Hurricane Zeta shuts-in two-thirds of U.S. Gulf of Mexico oil production
Hurricane Zeta has forced oil and gas operators in the U.S. Gulf of Mexico to shut-in two-thirds of oil production in the region.
In an update on Wednesday, the U.S. Bureau of Safety and Environmental Enforcement (BSEE) said that personnel have been evacuated from a total of 228 production platforms, 35.5 per cent of the 643 manned platforms in the Gulf of Mexico.
This is an increase when compared to figures from the day before when 154 production platforms in the Gulf of Mexico were evacuated.
Personnel have been evacuated from three of the ten non-dynamically positioned rigs while a total of six of 16 dynamically positioned rigs have moved off location out of the hurricane’s projected path as a precaution.
From operator reports, BSEE estimates that approximately 66.6 per cent of the current oil production in the Gulf of Mexico has been shut-in. This compares to 15.87 per cent of shut-in oil production on Monday and 55.35 per cent on Tuesday.

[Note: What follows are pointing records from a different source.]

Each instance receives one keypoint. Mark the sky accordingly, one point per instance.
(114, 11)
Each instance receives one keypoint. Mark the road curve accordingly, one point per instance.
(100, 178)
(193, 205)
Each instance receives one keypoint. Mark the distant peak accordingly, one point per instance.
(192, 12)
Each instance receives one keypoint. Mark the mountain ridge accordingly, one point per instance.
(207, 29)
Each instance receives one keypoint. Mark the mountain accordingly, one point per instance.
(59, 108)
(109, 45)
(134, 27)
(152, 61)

BSEE also estimates that approximately 44.5 per cent of the natural gas production in the Gulf of Mexico has been shut-in.
Hurricane Zeta is set to make landfall in Louisiana. This will be the fifth named storm to directly strike the state this year after Cristobal, Marco, Laura, and Delta. Tropical Storm Beta went ashore over the border in Texas.

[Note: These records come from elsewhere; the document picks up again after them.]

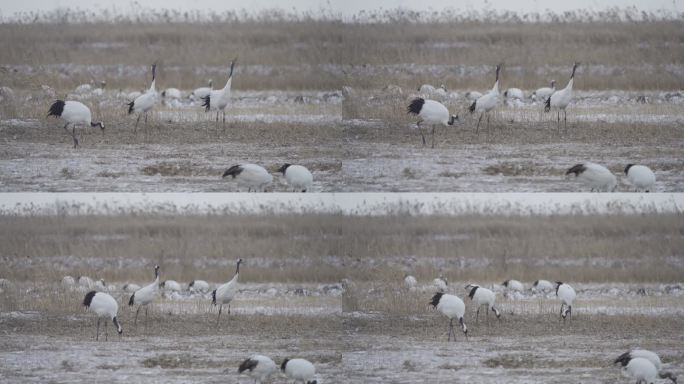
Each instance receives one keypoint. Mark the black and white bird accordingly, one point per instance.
(567, 295)
(410, 282)
(255, 177)
(486, 102)
(198, 286)
(514, 93)
(626, 358)
(225, 293)
(441, 283)
(543, 286)
(452, 307)
(74, 113)
(170, 285)
(483, 296)
(299, 370)
(514, 285)
(597, 177)
(432, 113)
(202, 92)
(104, 306)
(145, 295)
(130, 287)
(641, 177)
(297, 176)
(217, 100)
(144, 103)
(560, 99)
(258, 367)
(545, 92)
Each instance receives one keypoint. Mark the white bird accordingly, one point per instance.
(74, 113)
(486, 102)
(252, 176)
(172, 93)
(652, 357)
(299, 370)
(483, 296)
(452, 307)
(410, 282)
(640, 176)
(432, 113)
(297, 176)
(225, 293)
(103, 305)
(130, 287)
(544, 92)
(201, 92)
(144, 103)
(145, 295)
(543, 286)
(567, 295)
(440, 283)
(596, 177)
(560, 99)
(171, 285)
(514, 285)
(198, 286)
(258, 367)
(217, 100)
(473, 95)
(68, 281)
(514, 93)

According to the U.S. National Hurricane Centre’s update on Wednesday, the Hurricane Zeta continues to strengthen with life-threatening storm surge and strong wind expected along portions of the Northern Gulf coast beginning around midday.
The NHC said that maximum sustained winds have increased to near 90 mph (150 km/h) with higher gusts.
Some additional strengthening is forecast this morning, and Hurricane Zeta is expected to reach the northern Gulf Coast as a hurricane before weakening over the southeastern United States on Thursday.